Isabelle es una mujer que está cansada de dar tumbos, en busca del hombre perfecto, o quizás no tanto, que la acompañe y la soporte, y la cuide y la haga feliz. En París se respira amor, o eso dicen los tópicos, y aunque sea invierno o el cielo esté cubierto, hemos de activar nuestro sol interior. Isabelle no se da por vencida, por mucho que se rodee de bastardos, pusilánimes, machitos de tres al cuarto con la mentalidad de un adolescente acomplejado, clasistas impenitentes y acosadores disfrazando, avispadamente, unas estupendas intenciones.
Vemos, por lo tanto, encuentros entre Isabelle y varios hombres que la pretenden. Dejando que aflore la miseria de cada cita por medio de la palabra, con unos rostros pernamentemente enmarcados en primer plano, como si el cuerpo, en ese momento, fuese la mera vasija de un rostro. Un rostro con un par de ojos que, en el caso de Isabelle, brillan intermitentemente, que se avivan como el fuego cuando se ve correspondida pero que se apagan, sin remisión, cuando el eterno masculino hace acto de aparición.
Claire Denis retrata a Isabelle en Un sol interior de un modo delicado, tierno, sin limar tampoco las asperezas que pueda tener su personaje. Por contra, despliega una mirada furibunda contra todo (o casi) personaje masculino que entra en plano. Y es esa mirada, justamente, la que hace de Un sol interior una película obligatoria. Porque si en la comedia romántica al uso la mujer siempre, al final, acaba por encontrar su alma gemela, en esta ocasión nada parece ir a su favor. El hombre se presenta como un estorbo, con esas lecciones paternalistas o esas inseguridades fruto de verse obligado a adoptar el rol de macho alfa. Y al final se da cuenta que lo que necesita es mirarse dentro y alcanzar, por fin, el sol interior al que hace alusión al título. Aunque esto, lástima, tenga que decírselo, también, un hombre.
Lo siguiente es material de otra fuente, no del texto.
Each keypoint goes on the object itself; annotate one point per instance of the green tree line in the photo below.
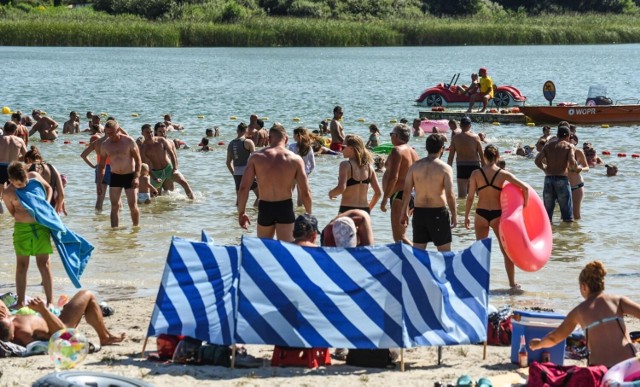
(355, 10)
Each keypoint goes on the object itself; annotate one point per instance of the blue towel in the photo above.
(73, 249)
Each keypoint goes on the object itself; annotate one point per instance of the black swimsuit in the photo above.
(489, 215)
(353, 181)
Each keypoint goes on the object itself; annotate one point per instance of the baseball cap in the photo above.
(304, 225)
(563, 131)
(344, 232)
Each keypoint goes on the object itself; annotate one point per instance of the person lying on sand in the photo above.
(24, 329)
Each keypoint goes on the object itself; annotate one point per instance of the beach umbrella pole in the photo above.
(144, 346)
(233, 356)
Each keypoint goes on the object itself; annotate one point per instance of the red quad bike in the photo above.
(446, 94)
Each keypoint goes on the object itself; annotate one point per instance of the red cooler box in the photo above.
(536, 325)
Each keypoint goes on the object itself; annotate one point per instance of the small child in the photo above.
(204, 145)
(145, 190)
(373, 137)
(379, 162)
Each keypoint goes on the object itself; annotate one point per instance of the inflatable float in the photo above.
(441, 125)
(525, 231)
(623, 374)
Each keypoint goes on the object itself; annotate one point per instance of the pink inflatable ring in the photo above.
(623, 374)
(525, 232)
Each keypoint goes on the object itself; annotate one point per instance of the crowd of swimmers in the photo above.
(420, 190)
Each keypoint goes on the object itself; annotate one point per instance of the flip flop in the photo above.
(464, 381)
(93, 348)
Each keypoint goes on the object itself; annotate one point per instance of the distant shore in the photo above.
(85, 27)
(133, 315)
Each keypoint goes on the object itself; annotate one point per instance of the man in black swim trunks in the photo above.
(469, 149)
(123, 152)
(432, 179)
(277, 170)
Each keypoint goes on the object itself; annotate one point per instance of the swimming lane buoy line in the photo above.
(525, 231)
(623, 374)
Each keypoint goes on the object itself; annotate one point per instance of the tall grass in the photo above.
(85, 27)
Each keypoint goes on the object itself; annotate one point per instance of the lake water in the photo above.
(375, 84)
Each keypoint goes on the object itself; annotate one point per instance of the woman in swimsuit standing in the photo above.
(487, 182)
(355, 176)
(601, 317)
(35, 163)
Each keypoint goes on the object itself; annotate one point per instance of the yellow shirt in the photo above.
(486, 86)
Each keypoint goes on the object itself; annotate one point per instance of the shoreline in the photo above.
(132, 316)
(88, 28)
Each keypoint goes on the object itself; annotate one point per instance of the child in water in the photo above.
(373, 137)
(145, 190)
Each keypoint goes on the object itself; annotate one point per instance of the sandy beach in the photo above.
(132, 316)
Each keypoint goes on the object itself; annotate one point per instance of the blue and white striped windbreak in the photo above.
(379, 296)
(197, 294)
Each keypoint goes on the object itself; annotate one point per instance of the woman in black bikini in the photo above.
(487, 183)
(602, 318)
(355, 176)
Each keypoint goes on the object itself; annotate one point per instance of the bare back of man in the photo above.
(466, 149)
(559, 155)
(12, 148)
(275, 209)
(157, 154)
(177, 176)
(396, 167)
(45, 126)
(432, 180)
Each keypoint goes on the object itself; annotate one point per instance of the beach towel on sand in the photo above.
(73, 249)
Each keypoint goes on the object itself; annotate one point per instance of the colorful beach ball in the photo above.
(67, 348)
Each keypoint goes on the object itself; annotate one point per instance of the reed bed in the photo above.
(85, 27)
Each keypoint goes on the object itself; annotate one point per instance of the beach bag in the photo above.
(166, 345)
(552, 375)
(499, 327)
(214, 354)
(374, 358)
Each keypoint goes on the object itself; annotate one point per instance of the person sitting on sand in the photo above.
(25, 329)
(601, 316)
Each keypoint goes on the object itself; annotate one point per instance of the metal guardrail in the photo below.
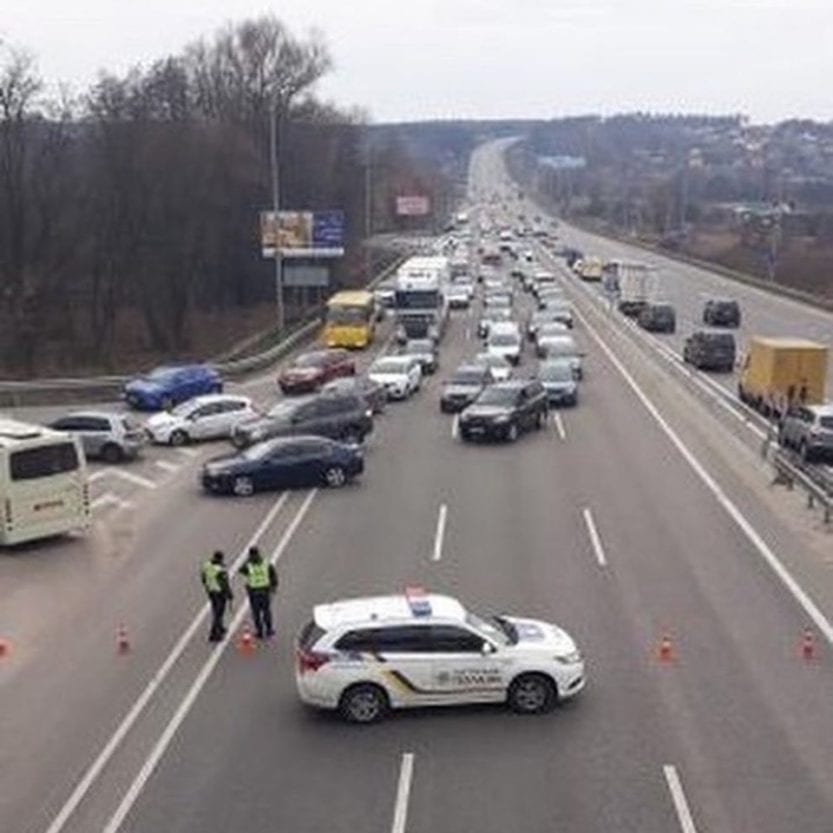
(39, 391)
(790, 471)
(794, 294)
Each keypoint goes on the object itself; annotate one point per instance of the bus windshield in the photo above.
(338, 314)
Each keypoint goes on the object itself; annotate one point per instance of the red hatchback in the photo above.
(311, 370)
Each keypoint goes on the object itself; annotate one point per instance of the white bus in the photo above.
(43, 483)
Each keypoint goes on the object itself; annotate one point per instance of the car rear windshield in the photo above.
(310, 634)
(497, 396)
(721, 339)
(43, 461)
(420, 345)
(309, 360)
(467, 377)
(556, 372)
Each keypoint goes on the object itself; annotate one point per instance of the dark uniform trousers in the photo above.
(260, 602)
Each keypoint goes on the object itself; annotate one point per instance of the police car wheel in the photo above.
(363, 703)
(335, 477)
(243, 486)
(178, 437)
(532, 694)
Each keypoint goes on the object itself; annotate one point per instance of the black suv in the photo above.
(504, 410)
(467, 383)
(658, 318)
(710, 351)
(339, 416)
(721, 312)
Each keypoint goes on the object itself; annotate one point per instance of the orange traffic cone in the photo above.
(122, 642)
(665, 651)
(246, 644)
(808, 645)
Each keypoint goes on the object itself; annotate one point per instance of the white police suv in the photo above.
(365, 656)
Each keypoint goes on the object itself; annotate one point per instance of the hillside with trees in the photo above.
(129, 213)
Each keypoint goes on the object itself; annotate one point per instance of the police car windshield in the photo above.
(493, 628)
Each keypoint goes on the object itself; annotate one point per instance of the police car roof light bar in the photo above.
(417, 599)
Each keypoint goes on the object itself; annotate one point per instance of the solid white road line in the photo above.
(161, 745)
(559, 426)
(403, 792)
(166, 466)
(595, 540)
(439, 535)
(136, 479)
(808, 605)
(109, 749)
(675, 787)
(108, 498)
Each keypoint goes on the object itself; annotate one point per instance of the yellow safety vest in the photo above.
(211, 576)
(257, 575)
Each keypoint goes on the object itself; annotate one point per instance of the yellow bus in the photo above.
(350, 319)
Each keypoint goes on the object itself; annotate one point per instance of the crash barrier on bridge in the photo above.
(14, 394)
(710, 266)
(791, 471)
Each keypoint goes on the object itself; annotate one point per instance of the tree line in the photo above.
(136, 203)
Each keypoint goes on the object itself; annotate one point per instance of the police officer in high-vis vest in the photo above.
(261, 583)
(215, 581)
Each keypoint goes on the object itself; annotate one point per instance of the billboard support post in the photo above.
(276, 204)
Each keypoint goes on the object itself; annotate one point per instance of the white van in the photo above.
(505, 340)
(43, 483)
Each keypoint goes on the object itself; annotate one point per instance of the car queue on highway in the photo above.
(474, 525)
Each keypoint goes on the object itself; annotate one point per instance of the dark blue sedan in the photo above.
(283, 463)
(165, 387)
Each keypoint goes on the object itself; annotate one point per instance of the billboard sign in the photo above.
(302, 233)
(305, 274)
(413, 206)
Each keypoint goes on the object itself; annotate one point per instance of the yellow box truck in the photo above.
(779, 372)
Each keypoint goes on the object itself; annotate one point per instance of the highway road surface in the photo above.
(636, 515)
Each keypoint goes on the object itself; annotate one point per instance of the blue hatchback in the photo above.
(165, 387)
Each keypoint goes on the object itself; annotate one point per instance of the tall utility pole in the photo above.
(368, 208)
(276, 205)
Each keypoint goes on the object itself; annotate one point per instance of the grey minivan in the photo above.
(109, 436)
(809, 430)
(710, 350)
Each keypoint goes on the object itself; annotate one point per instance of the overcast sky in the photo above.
(420, 59)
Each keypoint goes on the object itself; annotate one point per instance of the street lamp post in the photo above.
(368, 210)
(276, 203)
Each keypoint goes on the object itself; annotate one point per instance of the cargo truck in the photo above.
(778, 373)
(420, 302)
(591, 269)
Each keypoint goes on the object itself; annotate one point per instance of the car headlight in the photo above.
(568, 659)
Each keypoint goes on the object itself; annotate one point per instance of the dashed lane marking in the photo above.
(675, 787)
(166, 466)
(439, 535)
(114, 742)
(595, 539)
(806, 602)
(160, 747)
(403, 792)
(135, 479)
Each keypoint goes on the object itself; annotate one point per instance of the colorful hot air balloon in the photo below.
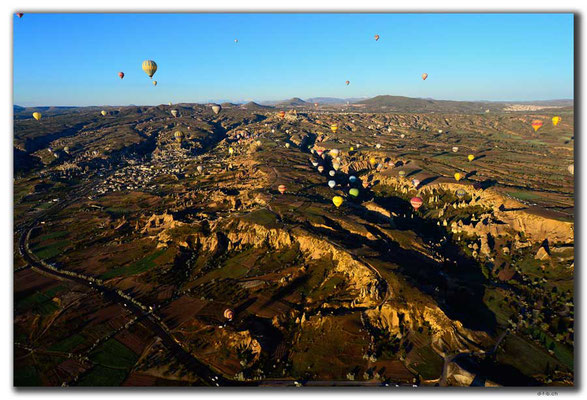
(150, 67)
(536, 124)
(416, 202)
A pesar de la verborrea que destila toda la película, Denis es capaz de elevar su obra por encima del teatro filmado, con una naturalizad exacerbada y, por supuesto, una espléndida Juliette Binoche que, en ningún momento es Binoche, y en todo momento es Isabelle. Como decíamos con anterioridad, es un motivo de alegría y jolgorio que una película dirigida por una mujer de más de 70 años e interpretada por otra de 53 pongan en su sitio al hombre machirulo, condenado a repetir las mismas manías una y otra vez, por mor de conservar su lugar, privilegiado, en la sociedad. Ojalá más como ellas.